Five things Portugal learned from the Confederations Cup: Silvas shine
Portugal sent their strongest team to the Confederations Cup with the aim of winning the competition, so coach Fernando Santos's assertion that his team had played "an excellent tournament that the Portuguese people should be very proud of" is a questionable assessment and one not shared by most fans and pundits back home.
Santos was talking after the European champions had beaten Mexico 2-1 in Moscow on Sunday to secure third place in the tournament. In many ways Portugal's performance was reminiscent of their triumph a Euro 2016 last year. Bar the New Zealand match, fans were treated to tight games, few goals, extra time and penalty shootouts, which could be interpreted as a lack of progress.
But despite some causes for concern, there were significant positives to take from Russia ahead of the World Cup next summer. Here are five things we learned about Portugal from the Confederations Cup.
1. Bernardo Silva is undroppable
Many French football analysts argued that the diminutive midfielder was the Player of the Year in Ligue 1 last season, and anyone who watched his wonderful displays against Manchester City in the Champions League cannot have missed his extraordinary talent.

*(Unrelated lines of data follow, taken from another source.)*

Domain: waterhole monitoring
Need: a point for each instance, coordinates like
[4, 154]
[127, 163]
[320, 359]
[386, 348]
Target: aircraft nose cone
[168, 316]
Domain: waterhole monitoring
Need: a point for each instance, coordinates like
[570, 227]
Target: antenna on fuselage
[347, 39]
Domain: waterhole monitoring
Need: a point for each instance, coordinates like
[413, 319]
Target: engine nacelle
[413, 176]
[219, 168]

Pep Guardiola certainly didn't, as City shelled out €50m to secure his services.
Yet Fernando Santos had somehow failed to find a place for him in Portugal's starting XI prior to this tournament, and in the first match against Mexico, Silva didn't get off the bench. Santos finally selected him for Portugal's second match against hosts Russia, in the same position where he excelled for Monaco -- on the right of midfield -- and the 22-year-old duly delivered.
Silva's vision and technique enables him to keep the attacking flow going, a crucial asset for a team whose manager prioritises defensive solidity. He is equally adept at cutting inside and spraying a long ball to the opposite flank, producing a sumptuous through ball, or playing a perfectly timed pass to the overlapping full-back or winger.

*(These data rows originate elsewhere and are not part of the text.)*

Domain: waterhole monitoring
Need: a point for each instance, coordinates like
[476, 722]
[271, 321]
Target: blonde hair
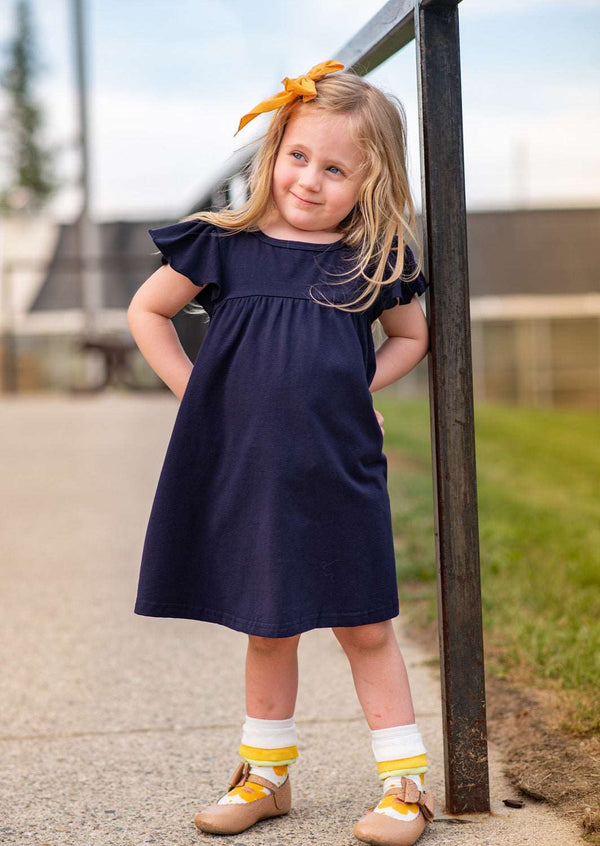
[384, 211]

If Silva becoming an automatic starter is the only significant outcome of this tournament, it would have been worthwhile.
2. Striker problem solved
For years Portugal couldn't buy a striker. Generation after generation of extravagantly talented wingers had no reliable striker in the box for their crosses. Now Portugal have arguably the world's most lethal No. 9, thanks to Cristiano Ronaldo's evolution, and the captain is partnered by a young striker of tremendous potential in Andre Silva.

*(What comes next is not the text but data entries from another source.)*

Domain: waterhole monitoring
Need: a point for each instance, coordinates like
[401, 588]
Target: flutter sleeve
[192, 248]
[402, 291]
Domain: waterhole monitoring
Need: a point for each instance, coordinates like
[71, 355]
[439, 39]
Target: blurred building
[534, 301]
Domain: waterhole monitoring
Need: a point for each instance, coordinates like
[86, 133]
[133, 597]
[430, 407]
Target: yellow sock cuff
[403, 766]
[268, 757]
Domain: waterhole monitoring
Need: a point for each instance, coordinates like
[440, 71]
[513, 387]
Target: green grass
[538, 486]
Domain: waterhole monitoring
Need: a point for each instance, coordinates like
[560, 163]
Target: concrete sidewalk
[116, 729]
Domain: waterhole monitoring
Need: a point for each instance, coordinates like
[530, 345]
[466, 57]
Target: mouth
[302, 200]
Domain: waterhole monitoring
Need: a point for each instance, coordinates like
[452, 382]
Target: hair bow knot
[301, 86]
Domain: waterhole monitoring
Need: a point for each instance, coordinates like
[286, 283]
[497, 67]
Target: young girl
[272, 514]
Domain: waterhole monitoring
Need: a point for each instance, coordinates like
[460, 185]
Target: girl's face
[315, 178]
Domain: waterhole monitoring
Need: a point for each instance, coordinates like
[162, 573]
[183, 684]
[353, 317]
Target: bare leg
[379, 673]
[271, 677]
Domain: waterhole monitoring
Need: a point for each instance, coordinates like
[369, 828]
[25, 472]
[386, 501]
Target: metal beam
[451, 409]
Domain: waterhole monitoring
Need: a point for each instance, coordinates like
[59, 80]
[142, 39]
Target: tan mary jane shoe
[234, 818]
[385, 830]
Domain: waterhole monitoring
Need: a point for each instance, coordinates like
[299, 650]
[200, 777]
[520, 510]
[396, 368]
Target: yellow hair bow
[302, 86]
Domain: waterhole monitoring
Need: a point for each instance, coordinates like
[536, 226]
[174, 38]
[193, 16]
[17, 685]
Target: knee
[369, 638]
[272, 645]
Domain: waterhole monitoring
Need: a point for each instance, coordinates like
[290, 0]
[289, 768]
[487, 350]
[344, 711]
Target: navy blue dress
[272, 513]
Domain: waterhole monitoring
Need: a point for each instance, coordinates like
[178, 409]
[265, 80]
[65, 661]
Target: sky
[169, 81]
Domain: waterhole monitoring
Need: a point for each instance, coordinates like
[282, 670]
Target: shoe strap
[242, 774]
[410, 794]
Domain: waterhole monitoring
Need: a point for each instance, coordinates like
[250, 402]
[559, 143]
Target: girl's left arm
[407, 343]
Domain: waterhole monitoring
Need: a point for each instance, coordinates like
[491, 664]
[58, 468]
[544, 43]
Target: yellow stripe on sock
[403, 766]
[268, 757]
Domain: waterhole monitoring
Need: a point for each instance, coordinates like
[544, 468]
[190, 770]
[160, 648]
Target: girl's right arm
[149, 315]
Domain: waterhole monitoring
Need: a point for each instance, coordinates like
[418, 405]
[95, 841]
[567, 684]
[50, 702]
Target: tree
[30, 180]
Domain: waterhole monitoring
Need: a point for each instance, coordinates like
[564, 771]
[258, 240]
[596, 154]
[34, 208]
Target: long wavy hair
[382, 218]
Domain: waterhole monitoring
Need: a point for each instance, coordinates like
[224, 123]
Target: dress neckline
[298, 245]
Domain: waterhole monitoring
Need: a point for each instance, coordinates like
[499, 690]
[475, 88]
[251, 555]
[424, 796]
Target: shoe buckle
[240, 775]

The new AC Milan centre-forward showed his potential to hurt the opposition, his clever movement and aggressive attacking creating a host of chances for himself and others, although he will be disappointed he only found the net once.
Silva has hit the net eight times in 13 senior games for Portugal, and with the chance to learn alongside the very best, the goals will surely continue to flow at international level.
3. Cedric Soares is the real deal
Raphael Guerreiro is widely tipped to become one of the world's best left-backs, but it was his less heralded partner on the other flank who shone in this tournament. Cedric Soares was solid defensively and excellent when pushing forward, his superb delivery from a variety of crossing positions providing a potent attacking weapon to Portugal's armoury.
Portuguese sports paper A Bola were moved to ask after his brilliant performance against Chile in the semi-final: "Has he outgrown Southampton?"
4. Pepe replacement needed
He may not have played much for Real Madrid this season, and was unceremoniously dumped by the Champions League winners, but Pepe showed he remains a formidable centre-back and by a distance better than all of Portugal's alternatives.
New Rangers signing Bruno Alves did a competent job but he'll be 36 by the time the World Cup rolls around, and neither Jose Fonte (since his move to West Ham) nor Luis Neto inspire great confidence. Portugal are more dependent than ever on Pepe, and with no outstanding young central defenders emerging, it is a problem position that could prove the team's undoing if not addressed soon.
5. Time running out for the old guard
Fernando Santos said on Sunday: "Age means nothing to me. I watched Ricardo Carvalho play in China yesterday and he was fantastic." Santos is nothing if not consistent, his words backed up by the fact his Euro 2016 squad contained Carvalho who was the oldest ever player to represent Portugal in a major tournament.
However, it cuts both ways, and the squad in France also contained Portugal's youngest ever player at a World Cup or European Championship: Renato Sanches.
Last year Joao Moutinho (102 caps), Nani (110 caps), Bruno Alves (93 caps) and Ricardo Quaresma (69 caps) all made significant contributions when called upon to help push Portugal to its first major trophy, and they all played in the Confederations Cup.
But with the abundance of talented Portugal U21 players eager to make the step up -- Sanches and Bruma spring to mind -- this tournament may have been the final swansong for some of the older guard.